Grenzüberschreitender Journalismus: Warum der Blick über den Tellerrand heute zählt

Am 21. April 2026 diskutieren Experten beim taz Talk über die Bedeutung grenzüberschreitenden Journalismus. Leonie Gubela und Tomáš Lindner beleuchten, wie eng Deutschland und Tschechien gesellschaftlich verflochten sind.

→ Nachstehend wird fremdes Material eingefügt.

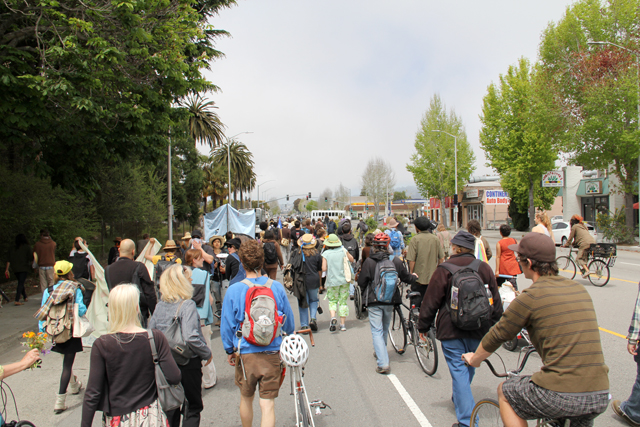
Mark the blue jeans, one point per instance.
(461, 376)
(631, 406)
(312, 300)
(379, 320)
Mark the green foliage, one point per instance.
(30, 204)
(613, 227)
(593, 90)
(433, 163)
(516, 139)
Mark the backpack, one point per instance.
(468, 302)
(385, 280)
(57, 323)
(351, 246)
(261, 323)
(270, 254)
(396, 239)
(80, 263)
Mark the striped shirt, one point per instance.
(559, 316)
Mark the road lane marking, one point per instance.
(422, 420)
(612, 333)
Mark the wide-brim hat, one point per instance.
(221, 238)
(170, 244)
(307, 240)
(62, 268)
(332, 241)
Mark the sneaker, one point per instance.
(615, 405)
(383, 370)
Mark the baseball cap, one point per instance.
(536, 246)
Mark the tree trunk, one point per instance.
(532, 208)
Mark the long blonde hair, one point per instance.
(124, 307)
(174, 286)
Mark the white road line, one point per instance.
(424, 422)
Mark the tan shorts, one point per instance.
(260, 368)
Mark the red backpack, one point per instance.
(261, 323)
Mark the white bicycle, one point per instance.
(294, 353)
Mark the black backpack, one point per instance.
(468, 301)
(80, 263)
(270, 254)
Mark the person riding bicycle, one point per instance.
(581, 238)
(380, 312)
(558, 313)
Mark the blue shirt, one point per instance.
(233, 316)
(82, 309)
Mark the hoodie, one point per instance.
(367, 277)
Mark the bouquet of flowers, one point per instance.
(36, 340)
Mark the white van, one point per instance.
(319, 215)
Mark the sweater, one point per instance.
(561, 320)
(122, 373)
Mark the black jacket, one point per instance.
(122, 271)
(367, 276)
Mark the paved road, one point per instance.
(341, 370)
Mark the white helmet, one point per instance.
(294, 350)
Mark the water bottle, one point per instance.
(489, 294)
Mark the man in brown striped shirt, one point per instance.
(559, 316)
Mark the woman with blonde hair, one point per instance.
(176, 302)
(122, 382)
(543, 225)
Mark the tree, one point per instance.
(515, 139)
(594, 89)
(433, 163)
(377, 180)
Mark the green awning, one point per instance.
(593, 187)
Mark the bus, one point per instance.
(320, 214)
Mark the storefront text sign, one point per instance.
(553, 179)
(495, 197)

In einer Zeit, in der nationale Narrative oft dominieren, gewinnt der grenzüberschreitende Journalismus an Bedeutung. Am 21. April 2026 bietet die taz in Berlin eine Plattform, um genau diesen Austausch zu vertiefen und die Perspektiven unserer Nachbarn in den Fokus zu rücken.

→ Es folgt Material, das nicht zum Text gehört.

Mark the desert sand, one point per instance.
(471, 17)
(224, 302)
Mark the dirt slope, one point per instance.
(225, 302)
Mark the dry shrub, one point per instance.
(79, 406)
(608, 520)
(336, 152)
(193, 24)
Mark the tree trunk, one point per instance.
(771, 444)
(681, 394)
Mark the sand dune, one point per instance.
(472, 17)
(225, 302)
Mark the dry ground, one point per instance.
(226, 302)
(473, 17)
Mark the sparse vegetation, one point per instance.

Ein Abend über Verbindungen und gesellschaftliche Brüche
Im Zentrum des taz Talks stehen die Preisträger:innen des Deutsch-Tschechischen Journalistenpreises 2025: Leonie Gubela und Tomáš Lindner.. Gemeinsam mit dem Jurymitglied Daniel Brössler reflektieren sie Themen wie den Pflegenotstand, die komplexe Dynamik der Migration und die Identitätsdebatten, die beide Länder gleichermaßen beschäftigen.. Dabei geht es nicht nur um die Darstellung politischer Fakten, sondern vor allem um das Aufzeigen menschlicher Schicksale, die exemplarisch für die enge Verflechtung beider Gesellschaften stehen.
Die Veranstaltung, die in Kooperation mit dem Deutsch-Tschechischen Zukunftsfonds, dem Tschechischen Zentrum Berlin und dem Goethe-Institut stattfindet, verspricht einen tiefen Einblick in die journalistische Arbeit jenseits der eigenen Landesgrenzen.. Dass der Dialog zwischen Deutschland und Tschechien so lebendig ist, liegt auch an Initiativen wie dem Journalistenpreis, der seit 2016 bereits rund 100 Medienschaffende für ihre Leistungen auszeichnete.. Dieser Preis ist mehr als eine Ehrung; er ist ein Motor für ein besseres gegenseitiges Verständnis in einem zunehmend komplexer werdenden Europa.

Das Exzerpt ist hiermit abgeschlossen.